Uber data breach didn't affect Africa

Taxi-hailing company Uber has told ITWeb Africa that a recently surfaced data breach, which the company experienced last year affecting 57 million customers and drivers, only affected the US.

The company would not comment or disclose details of measures it is currently taking to ensure the integrity of its systems and security of drivers or riders in Africa.

Bloomberg reported that Uber not only kept the security breach secret from the victims, but also paid the hackers US$100,000 to "delete the data [and] keep quiet."

Bloomberg quotes Uber as follows: "Compromised data from the October 2016 attack included names, email addresses and phone numbers of 50 million Uber riders around the world...The personal information of about 7 million drivers was accessed as well, including some 600,000 US driver's license numbers. No Social Security numbers, credit card information, trip location details or other data were taken."

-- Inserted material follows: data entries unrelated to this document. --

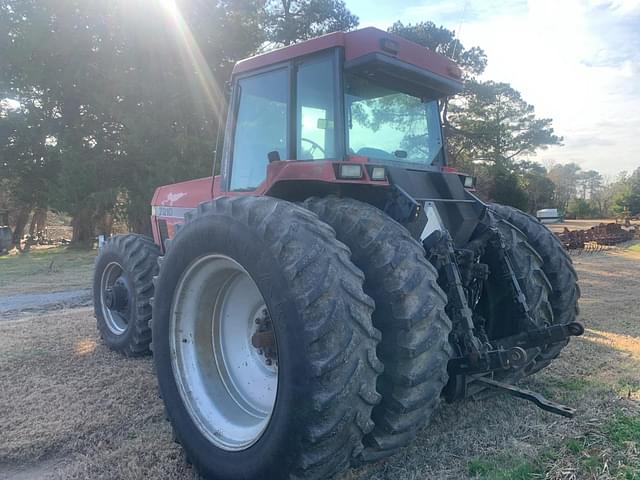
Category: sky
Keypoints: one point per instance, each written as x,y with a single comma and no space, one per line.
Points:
576,61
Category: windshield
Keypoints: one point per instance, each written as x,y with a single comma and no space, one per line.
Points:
389,125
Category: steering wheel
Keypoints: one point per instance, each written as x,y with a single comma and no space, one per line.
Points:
314,147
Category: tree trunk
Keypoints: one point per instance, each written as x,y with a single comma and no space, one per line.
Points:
21,223
104,224
83,227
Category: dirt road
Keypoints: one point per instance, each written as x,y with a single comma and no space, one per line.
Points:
69,408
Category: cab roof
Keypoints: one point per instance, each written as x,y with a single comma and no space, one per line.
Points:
358,44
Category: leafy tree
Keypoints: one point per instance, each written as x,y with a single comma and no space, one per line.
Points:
494,124
565,178
291,21
538,187
589,183
628,200
441,40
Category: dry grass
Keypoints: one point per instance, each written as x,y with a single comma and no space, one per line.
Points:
69,408
46,269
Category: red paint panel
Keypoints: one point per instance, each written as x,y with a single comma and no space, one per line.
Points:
184,194
367,40
356,44
283,54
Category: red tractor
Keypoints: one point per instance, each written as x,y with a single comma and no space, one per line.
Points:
308,308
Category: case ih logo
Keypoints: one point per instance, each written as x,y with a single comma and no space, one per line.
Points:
173,198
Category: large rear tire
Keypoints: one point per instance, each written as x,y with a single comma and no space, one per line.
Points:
122,290
557,266
323,351
409,312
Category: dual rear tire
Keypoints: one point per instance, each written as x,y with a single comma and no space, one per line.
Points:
304,414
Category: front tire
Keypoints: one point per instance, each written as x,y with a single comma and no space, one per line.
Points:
557,266
324,342
122,290
410,313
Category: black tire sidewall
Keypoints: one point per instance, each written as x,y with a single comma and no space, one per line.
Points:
273,455
107,256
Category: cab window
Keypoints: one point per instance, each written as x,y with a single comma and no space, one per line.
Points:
261,127
315,109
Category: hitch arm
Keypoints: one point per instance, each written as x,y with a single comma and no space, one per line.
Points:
534,397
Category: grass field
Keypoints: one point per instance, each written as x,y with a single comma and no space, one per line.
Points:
46,270
70,408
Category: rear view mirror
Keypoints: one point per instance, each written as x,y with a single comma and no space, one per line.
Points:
324,124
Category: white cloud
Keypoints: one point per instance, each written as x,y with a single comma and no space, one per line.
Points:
576,61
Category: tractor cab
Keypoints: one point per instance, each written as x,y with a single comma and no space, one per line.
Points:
363,96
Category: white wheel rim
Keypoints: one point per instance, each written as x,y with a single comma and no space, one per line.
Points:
228,386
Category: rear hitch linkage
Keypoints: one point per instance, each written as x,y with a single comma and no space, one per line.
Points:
478,356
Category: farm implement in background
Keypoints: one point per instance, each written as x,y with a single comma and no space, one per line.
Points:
597,238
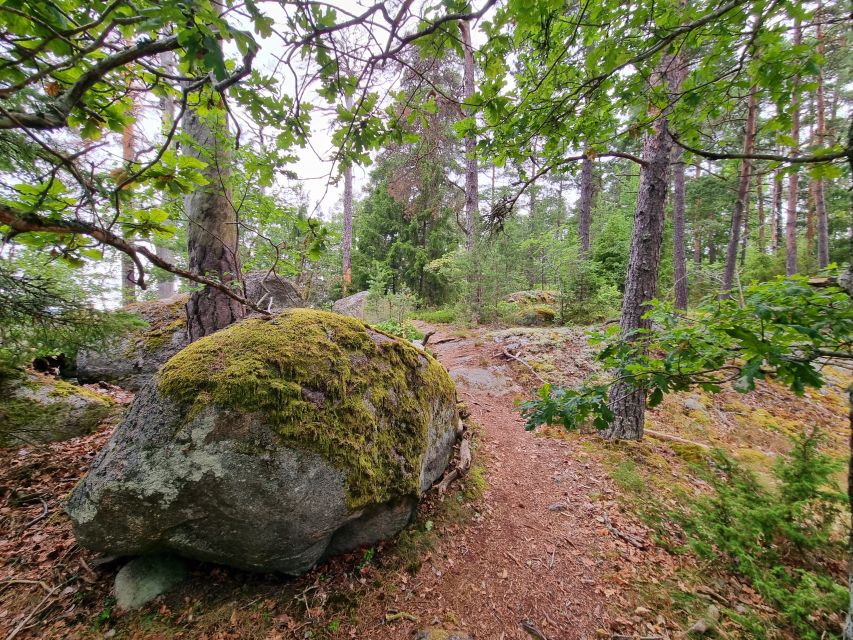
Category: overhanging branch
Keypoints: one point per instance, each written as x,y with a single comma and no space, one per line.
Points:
21,222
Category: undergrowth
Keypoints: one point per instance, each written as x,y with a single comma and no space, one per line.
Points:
783,539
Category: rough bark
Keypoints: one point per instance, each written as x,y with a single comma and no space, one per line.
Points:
585,205
628,403
794,178
471,186
128,270
776,214
762,223
820,133
346,240
744,240
848,623
679,249
697,230
742,194
212,226
166,285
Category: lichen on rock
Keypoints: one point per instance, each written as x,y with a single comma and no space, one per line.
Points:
326,383
41,408
272,444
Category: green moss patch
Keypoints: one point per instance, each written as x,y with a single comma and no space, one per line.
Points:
29,417
325,383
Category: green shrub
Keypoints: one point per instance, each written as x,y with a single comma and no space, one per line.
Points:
782,540
440,316
402,330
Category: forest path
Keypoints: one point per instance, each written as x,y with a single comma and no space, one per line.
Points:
537,555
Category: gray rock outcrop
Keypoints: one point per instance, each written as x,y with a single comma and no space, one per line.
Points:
271,292
40,408
144,579
271,445
133,359
354,305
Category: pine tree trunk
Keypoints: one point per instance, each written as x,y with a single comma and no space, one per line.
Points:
848,623
166,285
627,403
819,195
471,170
212,225
793,180
745,238
346,239
679,249
585,205
759,197
697,237
776,214
742,193
128,269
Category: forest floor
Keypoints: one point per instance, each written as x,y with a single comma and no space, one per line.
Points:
548,536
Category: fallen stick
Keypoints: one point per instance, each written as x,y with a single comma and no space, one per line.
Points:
461,468
531,629
509,354
400,615
33,613
619,534
41,516
669,438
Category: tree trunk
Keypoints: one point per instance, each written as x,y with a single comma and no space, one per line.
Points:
128,270
742,193
759,197
776,214
212,224
166,285
848,623
819,195
471,186
627,403
793,180
585,212
697,237
346,240
679,249
745,238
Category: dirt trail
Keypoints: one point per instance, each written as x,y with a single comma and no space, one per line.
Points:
536,556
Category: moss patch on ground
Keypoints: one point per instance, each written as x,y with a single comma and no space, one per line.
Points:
326,383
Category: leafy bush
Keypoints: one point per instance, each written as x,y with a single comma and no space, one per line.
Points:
780,539
440,316
402,330
783,329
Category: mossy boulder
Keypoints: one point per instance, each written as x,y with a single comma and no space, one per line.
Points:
40,408
133,359
355,305
271,445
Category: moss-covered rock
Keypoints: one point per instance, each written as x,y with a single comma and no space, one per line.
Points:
40,408
132,360
272,444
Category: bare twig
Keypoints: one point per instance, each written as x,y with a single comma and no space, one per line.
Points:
619,534
41,516
532,630
518,358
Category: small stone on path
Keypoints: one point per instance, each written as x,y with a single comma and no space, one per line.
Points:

"Apparently, Uber's security chief, Joe Sullivan, lured to Uber from Facebook in 2015, has been sacked in the fallout," notes IT security company Sophos in a blog.

Uber CEO, Dara Khosrowshahi published a blog post yesterday stating; "As Uber's CEO, it's my job to set our course for the future, which begins with building a company that every Uber employee, partner, and customer can be proud of. For that to happen, we have to be honest and transparent as we work to repair our past mistakes."

Khosrowshahi says the incident did not breach the company's corporate systems or infrastructure. "I recently learned that in late 2016 we became aware that two individuals outside the company had inappropriately accessed user data stored on a third-party cloud-based service that we use."

"Our outside forensics experts have not seen any indication that trip location history, credit card numbers, bank account numbers, Social Security numbers or dates of birth were downloaded. However, the individuals were able to download files containing a significant amount of other information."

Khosrowshahi adds that the company, at the time of the incident, took immediate steps to secure the data and shut down further unauthorised access by the individuals.

James Lyne, Sophos cybersecurity advisor is quoted as saying, "Not notifying consumers puts them at greater risk of being victimised with fraud. It's for precisely this reason that many countries are driving to regulations with mandatory breach disclosure."

"For Uber customers and drivers, Sophos advises that they monitor their credit scores and keep their eyes peeled for additional information on what was stolen."